Si, par définition, la loi confère à la police le recours à la contrainte et à la force, le jugement rappelle que la notion de "conformité" ne suffit pas (toujours) à l’évaluation de situations dans lesquelles la contrainte ou la force auraient été exercées. Il est bien sûr nécessaire d’agir en conformité avec le cadre légal mais il importe que les actes soient également assortis de la notion de "discernement". Cette notion se trouve notamment inscrite dans le code de déontologie policière. Elle sert à mettre en perspective les actes (ou paroles) en fonction des circonstances, du temps imparti mais également des "conséquences possibles" de ces actes (ou paroles) et in fine d’adopter la réaction la plus adaptée, la plus congruente.
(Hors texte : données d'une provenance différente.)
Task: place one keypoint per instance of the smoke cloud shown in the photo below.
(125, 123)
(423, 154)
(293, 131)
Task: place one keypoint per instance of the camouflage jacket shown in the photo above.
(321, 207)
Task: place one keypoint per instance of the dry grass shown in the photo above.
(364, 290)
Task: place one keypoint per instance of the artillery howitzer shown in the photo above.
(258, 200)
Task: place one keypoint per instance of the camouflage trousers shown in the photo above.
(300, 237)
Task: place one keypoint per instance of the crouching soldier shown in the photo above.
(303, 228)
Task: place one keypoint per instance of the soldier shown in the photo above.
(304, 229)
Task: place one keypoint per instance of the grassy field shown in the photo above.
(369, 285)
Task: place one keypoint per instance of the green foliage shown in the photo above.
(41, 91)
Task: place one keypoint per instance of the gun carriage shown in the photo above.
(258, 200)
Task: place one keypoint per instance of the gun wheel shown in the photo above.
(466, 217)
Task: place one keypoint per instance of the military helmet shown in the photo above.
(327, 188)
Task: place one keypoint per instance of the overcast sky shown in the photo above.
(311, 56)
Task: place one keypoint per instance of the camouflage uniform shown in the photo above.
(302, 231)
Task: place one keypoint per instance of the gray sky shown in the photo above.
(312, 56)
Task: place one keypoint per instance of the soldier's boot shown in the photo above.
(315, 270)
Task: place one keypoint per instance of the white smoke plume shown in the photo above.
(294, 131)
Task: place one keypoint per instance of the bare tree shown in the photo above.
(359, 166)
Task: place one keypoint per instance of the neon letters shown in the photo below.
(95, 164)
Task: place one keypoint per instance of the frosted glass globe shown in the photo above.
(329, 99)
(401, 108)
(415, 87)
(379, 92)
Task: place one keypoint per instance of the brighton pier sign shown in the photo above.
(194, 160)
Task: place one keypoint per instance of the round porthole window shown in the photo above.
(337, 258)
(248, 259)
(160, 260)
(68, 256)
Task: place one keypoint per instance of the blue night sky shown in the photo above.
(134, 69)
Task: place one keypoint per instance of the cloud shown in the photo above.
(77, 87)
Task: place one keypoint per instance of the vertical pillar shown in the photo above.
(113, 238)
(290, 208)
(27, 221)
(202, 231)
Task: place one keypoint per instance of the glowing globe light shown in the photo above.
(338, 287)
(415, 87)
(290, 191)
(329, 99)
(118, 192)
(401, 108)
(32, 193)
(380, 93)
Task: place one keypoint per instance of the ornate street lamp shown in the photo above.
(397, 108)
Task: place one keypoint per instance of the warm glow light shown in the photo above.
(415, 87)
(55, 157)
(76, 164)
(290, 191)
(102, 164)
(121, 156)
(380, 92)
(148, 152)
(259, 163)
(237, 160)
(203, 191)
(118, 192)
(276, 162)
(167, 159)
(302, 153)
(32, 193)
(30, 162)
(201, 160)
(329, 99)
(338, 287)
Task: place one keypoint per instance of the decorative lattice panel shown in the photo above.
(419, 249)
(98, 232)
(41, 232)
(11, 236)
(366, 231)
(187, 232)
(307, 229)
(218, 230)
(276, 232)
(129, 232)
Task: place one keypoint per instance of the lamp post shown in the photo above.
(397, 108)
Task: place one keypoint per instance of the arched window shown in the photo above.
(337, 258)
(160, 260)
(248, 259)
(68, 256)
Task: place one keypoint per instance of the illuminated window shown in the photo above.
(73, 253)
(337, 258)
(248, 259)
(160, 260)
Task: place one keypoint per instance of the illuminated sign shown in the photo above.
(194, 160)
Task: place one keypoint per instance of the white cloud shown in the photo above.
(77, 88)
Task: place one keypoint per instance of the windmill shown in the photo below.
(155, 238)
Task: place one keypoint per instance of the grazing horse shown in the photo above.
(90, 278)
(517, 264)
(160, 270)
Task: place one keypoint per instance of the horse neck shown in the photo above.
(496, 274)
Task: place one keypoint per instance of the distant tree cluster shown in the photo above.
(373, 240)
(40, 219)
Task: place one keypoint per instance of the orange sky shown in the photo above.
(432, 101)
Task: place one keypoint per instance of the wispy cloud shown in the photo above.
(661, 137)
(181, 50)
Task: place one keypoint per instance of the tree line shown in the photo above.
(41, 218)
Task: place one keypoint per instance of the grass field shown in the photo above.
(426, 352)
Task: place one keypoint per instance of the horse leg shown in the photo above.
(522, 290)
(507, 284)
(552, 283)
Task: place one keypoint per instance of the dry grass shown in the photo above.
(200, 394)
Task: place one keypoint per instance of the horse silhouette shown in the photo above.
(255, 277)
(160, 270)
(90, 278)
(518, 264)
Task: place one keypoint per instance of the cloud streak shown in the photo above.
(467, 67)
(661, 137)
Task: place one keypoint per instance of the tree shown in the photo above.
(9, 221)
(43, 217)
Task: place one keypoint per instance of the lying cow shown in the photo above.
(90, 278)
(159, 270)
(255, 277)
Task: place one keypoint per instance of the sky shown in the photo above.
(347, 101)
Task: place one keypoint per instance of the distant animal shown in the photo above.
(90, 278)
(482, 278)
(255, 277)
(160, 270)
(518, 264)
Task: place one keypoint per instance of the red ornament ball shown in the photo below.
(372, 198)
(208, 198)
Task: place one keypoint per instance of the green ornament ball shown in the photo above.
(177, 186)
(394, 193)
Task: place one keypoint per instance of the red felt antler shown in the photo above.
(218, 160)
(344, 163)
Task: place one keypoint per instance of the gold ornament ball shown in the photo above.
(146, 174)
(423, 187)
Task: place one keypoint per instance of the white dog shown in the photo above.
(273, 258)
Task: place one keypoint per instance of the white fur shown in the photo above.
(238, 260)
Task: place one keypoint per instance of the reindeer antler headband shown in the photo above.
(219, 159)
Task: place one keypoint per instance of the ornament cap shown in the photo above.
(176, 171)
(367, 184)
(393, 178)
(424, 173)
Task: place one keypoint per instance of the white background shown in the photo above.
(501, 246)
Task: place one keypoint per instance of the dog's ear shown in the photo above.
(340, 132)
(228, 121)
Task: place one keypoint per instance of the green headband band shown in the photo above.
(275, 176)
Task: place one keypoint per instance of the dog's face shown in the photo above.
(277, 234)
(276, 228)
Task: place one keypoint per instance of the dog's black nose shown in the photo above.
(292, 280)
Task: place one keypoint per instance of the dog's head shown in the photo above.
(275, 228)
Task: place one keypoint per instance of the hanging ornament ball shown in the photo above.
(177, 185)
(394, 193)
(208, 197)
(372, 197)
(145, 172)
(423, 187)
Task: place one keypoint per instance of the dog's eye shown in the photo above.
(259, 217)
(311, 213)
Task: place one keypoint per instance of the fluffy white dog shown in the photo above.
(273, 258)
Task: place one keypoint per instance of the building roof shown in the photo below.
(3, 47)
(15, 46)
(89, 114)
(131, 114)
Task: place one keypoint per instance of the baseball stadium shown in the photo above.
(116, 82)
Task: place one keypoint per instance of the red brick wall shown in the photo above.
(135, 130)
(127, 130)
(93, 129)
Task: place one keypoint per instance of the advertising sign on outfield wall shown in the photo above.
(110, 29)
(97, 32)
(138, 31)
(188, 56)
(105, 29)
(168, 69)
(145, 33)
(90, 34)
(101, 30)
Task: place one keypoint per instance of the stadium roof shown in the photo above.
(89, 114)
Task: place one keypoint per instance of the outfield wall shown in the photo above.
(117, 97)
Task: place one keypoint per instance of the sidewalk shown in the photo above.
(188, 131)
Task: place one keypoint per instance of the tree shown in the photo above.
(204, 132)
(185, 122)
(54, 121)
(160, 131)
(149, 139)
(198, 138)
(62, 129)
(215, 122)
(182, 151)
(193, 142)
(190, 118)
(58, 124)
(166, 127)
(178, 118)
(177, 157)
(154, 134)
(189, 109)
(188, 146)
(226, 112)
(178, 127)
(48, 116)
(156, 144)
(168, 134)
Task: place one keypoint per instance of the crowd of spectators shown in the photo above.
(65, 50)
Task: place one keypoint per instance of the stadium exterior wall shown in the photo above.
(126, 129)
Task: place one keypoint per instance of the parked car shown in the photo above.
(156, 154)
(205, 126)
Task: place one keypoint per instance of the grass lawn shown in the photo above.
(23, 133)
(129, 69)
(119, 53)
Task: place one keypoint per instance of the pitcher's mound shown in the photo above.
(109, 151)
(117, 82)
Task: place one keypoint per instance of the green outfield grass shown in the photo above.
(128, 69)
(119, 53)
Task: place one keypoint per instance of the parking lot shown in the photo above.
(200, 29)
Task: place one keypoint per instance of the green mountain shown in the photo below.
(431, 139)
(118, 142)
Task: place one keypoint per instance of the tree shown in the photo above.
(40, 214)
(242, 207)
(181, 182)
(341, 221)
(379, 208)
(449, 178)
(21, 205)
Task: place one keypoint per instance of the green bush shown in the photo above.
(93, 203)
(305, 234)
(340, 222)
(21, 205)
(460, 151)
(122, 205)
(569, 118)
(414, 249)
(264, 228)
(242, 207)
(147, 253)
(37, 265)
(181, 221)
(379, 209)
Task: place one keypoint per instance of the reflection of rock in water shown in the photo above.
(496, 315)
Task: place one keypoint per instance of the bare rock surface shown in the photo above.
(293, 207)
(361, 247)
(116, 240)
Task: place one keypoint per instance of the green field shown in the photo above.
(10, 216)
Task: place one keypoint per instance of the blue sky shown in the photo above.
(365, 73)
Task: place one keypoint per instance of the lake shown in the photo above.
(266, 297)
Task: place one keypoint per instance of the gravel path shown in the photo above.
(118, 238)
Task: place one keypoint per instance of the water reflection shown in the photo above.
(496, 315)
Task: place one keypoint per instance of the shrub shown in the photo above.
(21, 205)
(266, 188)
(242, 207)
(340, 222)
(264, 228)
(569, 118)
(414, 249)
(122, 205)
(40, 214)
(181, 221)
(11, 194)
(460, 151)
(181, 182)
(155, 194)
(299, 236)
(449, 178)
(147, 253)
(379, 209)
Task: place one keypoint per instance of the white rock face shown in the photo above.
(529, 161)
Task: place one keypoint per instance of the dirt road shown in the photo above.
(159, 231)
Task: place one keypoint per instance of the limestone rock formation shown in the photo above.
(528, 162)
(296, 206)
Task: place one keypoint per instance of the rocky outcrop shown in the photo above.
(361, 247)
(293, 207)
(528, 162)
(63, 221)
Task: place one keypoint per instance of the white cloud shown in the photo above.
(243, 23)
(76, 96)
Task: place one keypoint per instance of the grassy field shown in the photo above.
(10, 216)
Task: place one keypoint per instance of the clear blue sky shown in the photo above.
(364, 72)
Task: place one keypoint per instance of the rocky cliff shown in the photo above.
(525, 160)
La juge rappelle donc que les interventions policières doivent faire l’objet d’une "analyse adéquate" et d’une "réaction adaptée" dans des "situations propices à l’escalade et à l’incompréhension mutuelle" (circulaire OOP41). Elle reconnaît donc ici l’impact de la poursuite en tant que telle sur le comportement des personnes poursuivies. Il ne s’agit donc plus d’un acte abstrait (une interpellation dans l'éther de l’idéologie sans contexte ni rapports de force situés), ni d’une demande d’obtempérer sans sol institutionnel, racial et géo-social mais d’une poursuite avec des moyens violents et contraignants qui génère en elle-même, en tant qu'opération de chasse policière et donc de profilage, une "escalade". Ce qui d’habitude est exclus du champ des percepts judiciaires, par la pratique d'invisibilisation policière (constitution d’un périmètre d’opacité, interdiction de filmer, menaces d’arrestation, "circulez, il n’y rien à voir", arrestations arbitraires, pressions sur les témoins oculaires, diffamations, etc.), c’est-à-dire les actes qui vont produire la "fuite" ou la "rébellion" (insultes, menaces, coups, provocations, humiliation, profanation, accélérations/décélération brutale, prise en tenaille, etc.) est ainsi réintégré par la juge en tant éléments constitutifs de la responsabilité à charge des policiers engagés dans ces actions.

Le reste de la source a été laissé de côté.